Link to listen and subscribe: PodBean
Pandit Prasad, Principal Product Manager at Amazon, and Vijay Karumajji, Sr. Solutions Architect at Amazon Web Services inc join the HOSS in this episode to talk about the cloud, AWS services, Aurora & RDS. Both Prasad and Vijay are presenting at Percona Live on Multi-Zone failover in Aurora & RDS. Get not only a preview of the feature and a bit more background into these Experts.
Pandit PrasadPrincipal Product Manager at Amazon
Pandit Prasad is a Principal Product Manager at Amazon RDS. He brings with him 28 years of Hi-Tech industry experience.
Prior to this role, he led the product management for IBM’s Db2, Big Data and Cloud portfolio of products (Monitoring, Automation and IT Analytics). Prior to that he led the global product marketing team at IBM. Earlier, as an IT Architect working for PwC and other consulting companies, he implemented ERP, CRM and Data warehouse applications for Large Enterprise including several Fortune100 companies.

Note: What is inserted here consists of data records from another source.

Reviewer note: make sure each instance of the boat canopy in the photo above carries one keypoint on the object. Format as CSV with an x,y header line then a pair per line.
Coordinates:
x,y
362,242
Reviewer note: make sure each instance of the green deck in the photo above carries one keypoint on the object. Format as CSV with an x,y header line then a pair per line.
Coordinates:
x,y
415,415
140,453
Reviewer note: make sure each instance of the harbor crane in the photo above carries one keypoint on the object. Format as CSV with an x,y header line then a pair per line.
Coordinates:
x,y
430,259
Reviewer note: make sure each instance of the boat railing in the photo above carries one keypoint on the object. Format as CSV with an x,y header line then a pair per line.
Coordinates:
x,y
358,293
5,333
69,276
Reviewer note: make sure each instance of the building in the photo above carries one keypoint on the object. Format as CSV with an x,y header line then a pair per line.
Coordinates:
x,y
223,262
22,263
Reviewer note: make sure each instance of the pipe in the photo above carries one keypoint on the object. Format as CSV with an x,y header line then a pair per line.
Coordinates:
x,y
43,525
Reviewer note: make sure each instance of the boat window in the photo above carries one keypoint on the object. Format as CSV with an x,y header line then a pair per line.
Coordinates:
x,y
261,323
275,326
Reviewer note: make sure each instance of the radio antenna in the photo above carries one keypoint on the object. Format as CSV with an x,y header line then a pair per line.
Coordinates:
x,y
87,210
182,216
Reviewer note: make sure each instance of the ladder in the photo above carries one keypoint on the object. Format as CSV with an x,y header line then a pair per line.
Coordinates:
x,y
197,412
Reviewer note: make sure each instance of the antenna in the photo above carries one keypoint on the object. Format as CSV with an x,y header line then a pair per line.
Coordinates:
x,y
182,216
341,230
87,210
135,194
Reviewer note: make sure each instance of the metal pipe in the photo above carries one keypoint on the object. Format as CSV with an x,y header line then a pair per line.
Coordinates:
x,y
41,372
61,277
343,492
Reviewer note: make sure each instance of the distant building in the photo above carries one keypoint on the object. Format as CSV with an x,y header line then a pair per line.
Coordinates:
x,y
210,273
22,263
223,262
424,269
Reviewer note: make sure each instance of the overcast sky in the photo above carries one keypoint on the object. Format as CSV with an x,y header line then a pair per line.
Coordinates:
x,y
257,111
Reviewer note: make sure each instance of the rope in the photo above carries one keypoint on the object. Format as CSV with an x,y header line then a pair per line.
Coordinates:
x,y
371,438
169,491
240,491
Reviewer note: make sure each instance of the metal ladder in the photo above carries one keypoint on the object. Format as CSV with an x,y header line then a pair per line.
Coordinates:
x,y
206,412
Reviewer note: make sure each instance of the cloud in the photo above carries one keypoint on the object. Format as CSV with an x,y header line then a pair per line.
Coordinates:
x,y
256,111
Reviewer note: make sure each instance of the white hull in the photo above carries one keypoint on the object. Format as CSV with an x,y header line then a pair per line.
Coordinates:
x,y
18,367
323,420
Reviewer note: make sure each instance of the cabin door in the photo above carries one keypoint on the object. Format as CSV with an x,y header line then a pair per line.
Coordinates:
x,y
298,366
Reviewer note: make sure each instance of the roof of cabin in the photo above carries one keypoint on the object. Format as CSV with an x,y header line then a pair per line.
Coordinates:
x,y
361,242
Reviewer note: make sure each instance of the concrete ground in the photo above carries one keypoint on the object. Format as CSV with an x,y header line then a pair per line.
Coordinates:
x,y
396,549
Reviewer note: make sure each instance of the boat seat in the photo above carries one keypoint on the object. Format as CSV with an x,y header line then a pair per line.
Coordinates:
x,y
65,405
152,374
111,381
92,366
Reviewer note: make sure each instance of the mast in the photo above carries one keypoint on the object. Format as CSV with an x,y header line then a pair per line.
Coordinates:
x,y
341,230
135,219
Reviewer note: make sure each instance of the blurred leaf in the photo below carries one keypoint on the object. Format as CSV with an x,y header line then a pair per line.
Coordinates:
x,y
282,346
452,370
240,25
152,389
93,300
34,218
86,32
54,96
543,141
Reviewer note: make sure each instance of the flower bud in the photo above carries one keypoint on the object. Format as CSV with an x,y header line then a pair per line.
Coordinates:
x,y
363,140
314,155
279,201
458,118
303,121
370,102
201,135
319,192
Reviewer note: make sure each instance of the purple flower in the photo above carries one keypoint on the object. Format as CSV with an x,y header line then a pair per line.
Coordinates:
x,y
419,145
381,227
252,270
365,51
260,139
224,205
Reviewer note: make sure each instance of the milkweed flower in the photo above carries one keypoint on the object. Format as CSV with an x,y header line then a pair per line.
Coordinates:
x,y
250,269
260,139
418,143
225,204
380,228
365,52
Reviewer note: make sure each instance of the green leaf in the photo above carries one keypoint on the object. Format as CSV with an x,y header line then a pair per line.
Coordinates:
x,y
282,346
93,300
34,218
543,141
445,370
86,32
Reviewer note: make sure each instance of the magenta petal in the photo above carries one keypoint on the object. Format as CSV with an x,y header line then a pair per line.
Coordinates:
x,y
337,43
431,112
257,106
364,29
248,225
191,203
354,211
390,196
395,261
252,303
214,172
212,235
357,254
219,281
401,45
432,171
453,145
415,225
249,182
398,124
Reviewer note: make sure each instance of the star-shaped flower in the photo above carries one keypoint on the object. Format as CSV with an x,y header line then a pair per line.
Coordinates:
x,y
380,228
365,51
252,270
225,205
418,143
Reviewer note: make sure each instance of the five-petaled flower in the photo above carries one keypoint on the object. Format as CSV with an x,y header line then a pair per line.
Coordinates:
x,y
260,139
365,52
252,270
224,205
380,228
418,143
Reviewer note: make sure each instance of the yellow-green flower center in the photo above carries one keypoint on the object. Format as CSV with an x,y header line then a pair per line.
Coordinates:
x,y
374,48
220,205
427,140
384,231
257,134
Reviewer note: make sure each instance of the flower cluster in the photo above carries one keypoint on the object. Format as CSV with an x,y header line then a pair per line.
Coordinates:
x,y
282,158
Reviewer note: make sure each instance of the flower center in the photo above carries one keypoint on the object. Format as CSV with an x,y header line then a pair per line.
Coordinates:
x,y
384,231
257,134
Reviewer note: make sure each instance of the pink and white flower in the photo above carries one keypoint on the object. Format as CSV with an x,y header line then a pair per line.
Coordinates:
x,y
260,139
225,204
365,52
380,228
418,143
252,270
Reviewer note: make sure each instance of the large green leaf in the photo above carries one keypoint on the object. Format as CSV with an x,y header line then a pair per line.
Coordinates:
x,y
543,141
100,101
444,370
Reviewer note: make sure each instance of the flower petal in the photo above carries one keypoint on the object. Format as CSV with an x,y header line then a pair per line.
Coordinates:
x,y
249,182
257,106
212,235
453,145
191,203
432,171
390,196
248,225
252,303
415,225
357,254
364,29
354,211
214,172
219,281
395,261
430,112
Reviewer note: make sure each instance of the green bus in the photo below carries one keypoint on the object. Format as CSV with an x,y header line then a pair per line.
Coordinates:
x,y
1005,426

Matt YonkovitThe HOSS, Percona
Matt is currently working as the Head of Open Source Strategy (HOSS) for Percona, a leader in open source database software and services. He has over 15 years of experience in the open source industry including over 10 years of executive-level experience leading open source teams. Matt’s experience merges the technical and business aspects of the open source database experience with both a passion for hands on development and management and the leadership of building strong teams. During his time he has created or managed business units responsible for service delivery ( consulting, support, and managed services ), customer success, product management, marketing, and operations. He currently leads efforts around Percona’s OSPO, community, and developer relations efforts. He hosts the HOSS talks FOSS podcast, writes regularly, and shares his MySQL and PostgreSQL knowledge as often as possible.
Matt Yonkovit: Hey, everybody, welcome to another HOSS Talks FOSS. I’m the head of open source strategy, the HOSS here at Percona, Matt Yonkovit. And today I’m joined by Vijay and Prasad from AWS to talk to me about all the fun things happening in AWS land and about them personally. How are you today?
I’m good. How are you doing?
Matt Yonkovit: Excellent. Excellent.
So, nice to meet you today. And then excited to talk about all the features we’re working on. And then let’s have a coffee, ticking the two.
Matt Yonkovit: Yes, yes, indeed. And, Prasad, how are things here?
That’s awesome. And I am excited to be here with you.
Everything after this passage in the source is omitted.